Here you go, it's working without an error:
page_number = 0
df_main = pd.DataFrame()
while True:
for address in wallet_addresses:
url=f'https://api.etherscan.io/api?module=account&action=txlist&address={address}&startblock=0&endblock=99999999&page={page_number}&offset=10&sort=asc&apikey={ether_api}'
output = requests.get(url).text
df_temp = pd.DataFrame(json.loads(output)['result'])
df_temp['wallet_address'] = address
page_number += 1
df_temp['timeStamp'] = pd.to_datetime(df_temp['timeStamp'], unit='s')

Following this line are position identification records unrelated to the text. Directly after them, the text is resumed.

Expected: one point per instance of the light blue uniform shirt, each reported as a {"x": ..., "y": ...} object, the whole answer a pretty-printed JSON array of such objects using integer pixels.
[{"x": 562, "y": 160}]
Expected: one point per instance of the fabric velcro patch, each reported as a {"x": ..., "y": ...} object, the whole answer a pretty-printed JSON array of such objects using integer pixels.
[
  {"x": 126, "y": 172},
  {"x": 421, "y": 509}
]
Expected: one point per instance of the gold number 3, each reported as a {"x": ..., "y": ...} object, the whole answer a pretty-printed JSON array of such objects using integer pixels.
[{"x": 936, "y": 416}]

df_main = df_main.append(df_temp)
if min(pd.to_datetime(df_main['timeStamp']).dt.date) < datetime(2022, 1, 1).date():
pass
So, what has happened here. As suggested in the first comment under question we acknowledged the type
of first record in df_main
with type(df_main['timeStamp'].iloc[0])
. With IPython and Jupyter-Notebook one can look what is happening with df_main
just after receiving an error with it being populated on the last for
loop iteration that failed.
Otherwise if one uses PyCharm or any other IDE with a possibility to debug, the contents of df_main
can be revealed via debug.
What we were missing, is that df_main = df_main.append(df_temp)

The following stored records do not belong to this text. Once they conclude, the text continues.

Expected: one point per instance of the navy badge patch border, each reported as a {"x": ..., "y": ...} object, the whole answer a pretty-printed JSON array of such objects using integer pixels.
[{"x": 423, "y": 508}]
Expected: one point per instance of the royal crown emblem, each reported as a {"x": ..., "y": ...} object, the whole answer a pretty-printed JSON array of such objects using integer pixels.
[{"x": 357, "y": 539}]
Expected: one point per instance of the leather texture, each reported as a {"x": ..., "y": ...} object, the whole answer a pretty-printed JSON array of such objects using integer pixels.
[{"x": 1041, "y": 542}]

is placed in a slightly wrong place. On first iteration it works well, pd.to_datetime(df_main['timeStamp'], unit='s')
gets an str
type with Linux epoch and gets converted to pandas._libs.tslibs.timestamps.Timestamp
.
But on next iteration df_main['timeStamp']
already has the Timestamp type and it gets appended with str
type, so we get a column with mixed type. E.g.:
type(df_main['timeStamp'].iloc[0]) == type(df_main['timeStamp'].iloc[-1])
This results with False. Hence when trying to convert Timestamp to Timestamp one gets an error featured in question.
To mitigate this we can place .append()
below the conversion and do this conversion on df_temp
instead of df_main
, this way we will only append Timestamps to the resulting DataFrame and the code below with if
clause will work fine.
Another small change I've made was datetime.date(2022, 1, 1)
. This change was not needed, but the way one works with datetime
depends on how this library was imported, so it's worth mentioning:
import datetime
datetime.date(2022, 1, 1)
datetime.datetime(2022, 1, 1).date()
from datetime import datetime
datetime(2022, 1, 1).date()
All the above is legit and will produce the same. On the first import module
gets imported, on the second one type
gets imported.
Conversion to Timestamp takes time. If the API provides Linux epoch dates, why not use this date for comparison? Let's add this somewhere where you define wallet_addresses
:
reference_date = "01/01/2021"
reference_date = int(time.mktime(datetime.datetime.strptime(reference_date, "%d/%m/%Y").timetuple()))
This will result in 1609448400. Other stack overflow question as reference.
This integer can now be compared with timestamps provided by the API. The only thing left is to cast str
to int
. We can have your code left intact with some minor changes at the end:
<< Your code without changes >>
df_main['timeStamp'] = df_main['timeStamp'].astype(int)
if min(df_main['timeStamp']) < reference_date:
pass
To make a benchmark I've changed while True:
to for _ in range(0,4):
to limit the infinite cycle, results are as follows:
It's 30% faster. Casting str
to int
takes less time than conversion to TimeStamps, I would call this a preferable solution.
FutureWarning: The frame.append method is deprecated and will be removed from pandas in a future version. Use pandas.concat instead.
It makes sense to comply with this warning. df_main = df_main.append(df_temp)
has to be changed to df_main = pd.concat([df_main, df_temp])
.
As for current 1.5.0 version it's already deprecated. Time to upgrade!